Zara Larsson Covers i-D Magazine 2026 and Reflects on Fame, Freedom, and Growth
Zara Larsson graces the i-D Magazine cover, opening up about online criticism, creative freedom, and the next era of Midnight Sun.
Zara Larsson is stepping into 2026 with clarity, confidence, and a sense of ownership that feels earned. The Swedish pop star graces the latest cover of i-D Magazine, captured in a luminous close-up that feels intimate rather than styled to impress. Soft light hits her bare skin, her blonde hair loose and wind-touched, with subtle shimmer across her cheeks that reads more human than high-gloss. The cover line, Midnight Sun, Diva Rising, fits naturally. This is Zara in her own season.

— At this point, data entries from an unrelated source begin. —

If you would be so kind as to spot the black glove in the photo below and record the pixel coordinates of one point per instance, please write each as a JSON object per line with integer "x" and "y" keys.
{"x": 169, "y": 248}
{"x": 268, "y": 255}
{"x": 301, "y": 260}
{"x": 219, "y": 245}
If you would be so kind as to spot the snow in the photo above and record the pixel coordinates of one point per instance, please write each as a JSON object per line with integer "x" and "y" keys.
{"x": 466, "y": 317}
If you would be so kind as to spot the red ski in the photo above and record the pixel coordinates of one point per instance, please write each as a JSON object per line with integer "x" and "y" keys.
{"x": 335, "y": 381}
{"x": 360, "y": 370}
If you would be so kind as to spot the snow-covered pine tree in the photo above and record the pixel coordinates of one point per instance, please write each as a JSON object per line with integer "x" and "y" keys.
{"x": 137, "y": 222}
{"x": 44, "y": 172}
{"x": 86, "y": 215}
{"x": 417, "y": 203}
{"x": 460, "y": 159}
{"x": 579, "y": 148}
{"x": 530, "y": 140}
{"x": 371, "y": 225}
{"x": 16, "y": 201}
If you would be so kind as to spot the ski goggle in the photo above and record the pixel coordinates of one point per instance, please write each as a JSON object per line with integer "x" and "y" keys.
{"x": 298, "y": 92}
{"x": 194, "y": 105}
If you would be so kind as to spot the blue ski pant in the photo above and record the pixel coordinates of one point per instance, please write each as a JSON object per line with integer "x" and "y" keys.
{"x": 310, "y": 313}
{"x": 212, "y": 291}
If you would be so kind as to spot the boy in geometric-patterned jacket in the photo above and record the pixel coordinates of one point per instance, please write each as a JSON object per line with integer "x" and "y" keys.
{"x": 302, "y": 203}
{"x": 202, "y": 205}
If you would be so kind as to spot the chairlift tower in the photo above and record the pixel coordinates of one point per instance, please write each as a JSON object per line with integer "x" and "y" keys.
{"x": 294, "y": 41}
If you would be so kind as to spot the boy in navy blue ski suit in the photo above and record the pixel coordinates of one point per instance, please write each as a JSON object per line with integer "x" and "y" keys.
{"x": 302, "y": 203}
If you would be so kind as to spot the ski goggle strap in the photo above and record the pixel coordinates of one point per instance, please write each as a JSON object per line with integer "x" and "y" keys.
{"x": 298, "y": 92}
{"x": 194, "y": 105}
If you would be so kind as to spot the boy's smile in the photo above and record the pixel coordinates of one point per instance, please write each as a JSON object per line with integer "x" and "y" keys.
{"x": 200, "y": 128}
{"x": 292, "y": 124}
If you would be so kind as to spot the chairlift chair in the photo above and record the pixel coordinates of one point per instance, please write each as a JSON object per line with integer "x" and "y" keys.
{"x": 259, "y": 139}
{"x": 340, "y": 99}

For the shoot, Larsson wears a sheer, pastel-toned top that catches light without overpowering the frame. The styling stays minimal on purpose, letting her expression do the work. It’s calm, direct, and grounded, a sharp contrast to the noise she talks about inside the magazine.
In her interview, Zara speaks openly about reading online comments, even the harsh ones. Being called a flop, sometimes dozens of times a day, still lands, she admits, because she’s a person before she’s a pop star. Yet there’s no bitterness in how she says it. If anything, there’s curiosity. She wants to understand how her work lands, why people react the way they do, and how to keep moving without losing herself.
That sense of control runs through the conversation. Since buying back her masters in 2022 and launching her own production company, Sommer House, Larsson says the pressure has shifted. She’s still ambitious, still critical of her work, but no longer weighed down by expectations that aren’t hers. She’s currently working on the deluxe edition of Midnight Sun, rumored for a March release, with several collaborations in motion, even if asking for features still makes her uncomfortable.
From a child star who won Sweden’s Got Talent at ten to a Grammy-nominated artist steering her own career, this chapter feels quieter but stronger. The i-D cover doesn’t try to sell a reinvention. It simply documents a moment where Zara Larsson looks comfortable standing exactly where she is.